By Dan-Maryam Zayamu
The delay in the deployment of the Moderna Covid-19 vaccine even after its certification by the National Agency for Food and Drug Administration and Control (NAFDAC) was to enable the National Primary Health Care Development Agency (NPHCDA) fix track-and-trace device on them.
This was disclosed by the Executive Director of the agency, Dr. Faisal Shuaib, who announced however, that the vaccines have now been deployed to 29 States of the Federation.
According to him: “So far, we have deployed Moderna vaccines to 29 States. It is pertinent to state that we could not deploy the vaccines immediately after NAFDAC certification because, unlike the AstraZeneca, the Moderna vaccine did not come with complete barcoding. And this is absolutely needed for us to be able to track and trace the vaccines.
“Nigeria was the first country to use Track and Trace, to monitor the movement and utilization of the vaccine. At every point in time, we know where each vaccine vial is in the country. This takes a lot of time as it entails careful packaging, serialization and follow up to the end user.
“Furthermore, we want to ensure that any state we are sending the vaccine to, is fully ready to receive them. Readiness here means that the state’s ultra-cold chain equipment is fully functional and able to store the vaccines at the required temperatures.
“Also, the states must have back-up storage facilities such as Walk-in cold room, Walk-in freezer or chest freezers with reliable 24-hrs power supply.
“Additionally, we require that the States have completed the training of health care workers who will monitor the equipment and the vaccines.”
While soliciting for the support of the state governors in order to provide the needed conducive environment for the vaccines in the states, Dr. Shuaib, said: “Now that the vaccines are in the States, we are counting on our governors to continue to provide the needed oversight and resources to ensure that these vaccines are secured and maintained in the required temperatures and that all eligible persons are mobilized to access the vaccines to protect themselves, their families and their communities against COVID-19.”
On the deployment of the Johnson & Johnson, he said: “For the Johnson & Johnson vaccine, which is a single dose, using Geographical Information System (GIS) we have mapped out the hard-to-reach areas across all States, such as security-compromised, riverine, nomadic and border settlements where these vaccines will be deployed for targeted vaccination.
“Again, the reason for targeting these areas with the Johnson & Johnson is because of geographical constraints that make it difficult to reach the dwellers with the second dose after the first contact.

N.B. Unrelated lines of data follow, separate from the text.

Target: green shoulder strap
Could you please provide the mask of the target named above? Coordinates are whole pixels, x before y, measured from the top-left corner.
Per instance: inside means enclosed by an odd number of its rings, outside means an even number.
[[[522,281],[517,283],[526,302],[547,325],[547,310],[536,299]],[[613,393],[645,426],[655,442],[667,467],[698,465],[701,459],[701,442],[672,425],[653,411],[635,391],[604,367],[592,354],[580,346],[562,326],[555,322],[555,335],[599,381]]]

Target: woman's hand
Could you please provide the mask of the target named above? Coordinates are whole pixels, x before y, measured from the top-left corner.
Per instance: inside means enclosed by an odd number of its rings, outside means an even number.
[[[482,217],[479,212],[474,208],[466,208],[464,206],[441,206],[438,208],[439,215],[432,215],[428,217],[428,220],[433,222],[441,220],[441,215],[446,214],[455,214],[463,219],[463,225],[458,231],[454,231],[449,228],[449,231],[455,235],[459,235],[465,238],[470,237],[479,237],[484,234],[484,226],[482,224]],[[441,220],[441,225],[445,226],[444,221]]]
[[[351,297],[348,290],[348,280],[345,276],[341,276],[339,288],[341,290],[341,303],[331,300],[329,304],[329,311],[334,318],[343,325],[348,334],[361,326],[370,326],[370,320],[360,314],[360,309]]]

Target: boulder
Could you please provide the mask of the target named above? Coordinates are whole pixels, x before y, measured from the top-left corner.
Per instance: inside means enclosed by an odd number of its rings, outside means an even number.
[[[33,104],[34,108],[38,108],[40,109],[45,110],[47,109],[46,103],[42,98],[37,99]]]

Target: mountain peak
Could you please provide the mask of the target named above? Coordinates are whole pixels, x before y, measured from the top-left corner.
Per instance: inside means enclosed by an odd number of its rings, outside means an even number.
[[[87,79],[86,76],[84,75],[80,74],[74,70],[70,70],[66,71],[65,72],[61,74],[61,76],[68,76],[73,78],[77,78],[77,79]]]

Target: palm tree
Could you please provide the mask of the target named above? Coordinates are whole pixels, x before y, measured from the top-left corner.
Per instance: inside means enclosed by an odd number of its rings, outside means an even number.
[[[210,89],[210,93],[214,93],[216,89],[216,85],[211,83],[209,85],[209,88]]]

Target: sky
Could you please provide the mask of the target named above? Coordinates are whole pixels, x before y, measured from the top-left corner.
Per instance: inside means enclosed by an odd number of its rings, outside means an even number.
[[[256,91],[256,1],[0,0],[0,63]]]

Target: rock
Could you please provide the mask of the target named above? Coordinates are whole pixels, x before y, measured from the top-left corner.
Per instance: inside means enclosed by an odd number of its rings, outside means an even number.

“Secondly, it removes the additional logistic cost of going to these communities twice.
“We have developed the necessary protocols to guide the states and ensure compliance with the distribution guideline for the vaccine.
“The AstraZeneca vaccine will be used as the second dose for those who received their first dose during the first phase, to ensure they are fully vaccinated.
“Consequently, the administration of AstraZeneca Vaccine will commence on August 25 and will close on September 5.”
He, therefore, called on all those who received their first dose prior to July 8 to visit a designated vaccination site from August 25 to September 5 in order to receive their second dose and become fully protected against COVID-19.
The representative, from United Nation Children Fund (UNICEF) in Nigeria, Dr Peter Hawkins, said that the vaccines have been verified to be safe and efficacious, hence, appealed to all Nigerians to receive them.
Represented by, Dr. Gupta Gagan, Hawkins, called on Nigerians to accept and make use of the right information given by the government and the relevant authorities concerning the vaccines.
He noted that: “There are useful information around COVID-19 vaccines, from the Nigeria Center for Disease Control(NCDC), World Health Organisation(WHO), and NPHCDA, website, where they can get verified information”.